Há uma geração de mulheres que cresceu ouvindo que precisava ser forte. Fortes para sustentar famílias inteiras, para ocupar espaços sem nunca ser plenamente vistas, para seguir em frente mesmo sem estrutura básica para existir com dignidade. Essa geração, marcada pela resistência, pela garra e pelo silêncio, agora se depara com uma nova urgência: precisamos resolver o óbvio. E o óbvio é que continuamos adoecendo em silêncio, tentando sobreviver em uma sociedade que romantiza nossa dor.
Falar da ausência de moradia fixa é falar da continuidade da exclusão. Quantas mulheres negras seguem vivendo de aluguel, à margem dos programas de habitação? Quantas esperam, por anos, por um teto que lhes dê segurança emocional e financeira? O tempo de espera de uma mulher negra por uma moradia digna não é só burocracia: é consequência de um sistema que insiste em negar a cidadania plena a quem carrega a história de um povo inteiro nas costas.

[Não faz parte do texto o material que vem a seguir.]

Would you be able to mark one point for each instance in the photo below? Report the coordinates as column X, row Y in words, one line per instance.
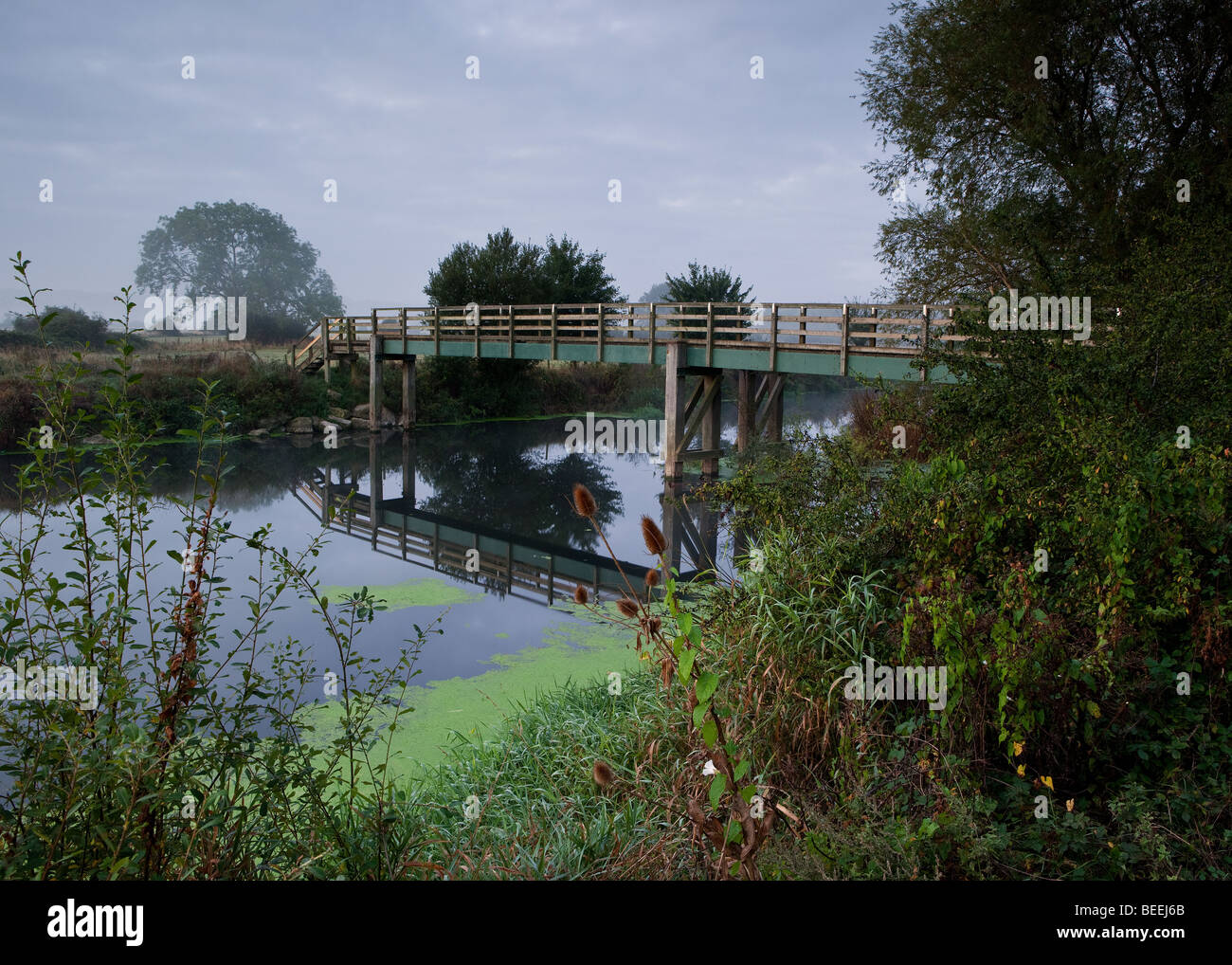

O planejamento de futuro, para muitas de nós, ainda é um sonho distante. Como traçar metas se o presente é instável? Como pensar em liberdade se a sobrevivência depende, muitas vezes, de relações abusivas — afetivas, familiares ou institucionais? Ainda convivemos com a naturalização do abuso emocional e econômico como parte do nosso cotidiano. Muitas continuam em relações violentas não por escolha, mas por falta de alternativa real. E ninguém fala sobre o custo psicológico disso.
Vivemos tempos de emoções fragilizadas. De corpos sobrecarregados e mentes exaustas. Não por fraqueza, mas por cansaço histórico. E enquanto lidamos com tudo isso, a sociedade nos cobra mais força, mais resiliência, mais silêncio. Mas o que essa geração precisa não é de mais resistência — é de reparação, de estrutura e de cuidado.
E essa mesma invisibilidade que enfrentamos na vida cotidiana se repete no serviço público. Quantos conhecem Vera Lúcia, mulher negra que ocupa um cargo importante no STE? Poucos. Porque enquanto alguns rostos negros chegam ao topo, o sistema garante que suas histórias não ganhem projeção. Crescemos ouvindo que precisamos de referências, mas as gerações atuais sabem mais sobre influenciadores do que sobre quem está na linha de frente, fazendo política pública, garantindo direitos, enfrentando estruturas de dentro para fora.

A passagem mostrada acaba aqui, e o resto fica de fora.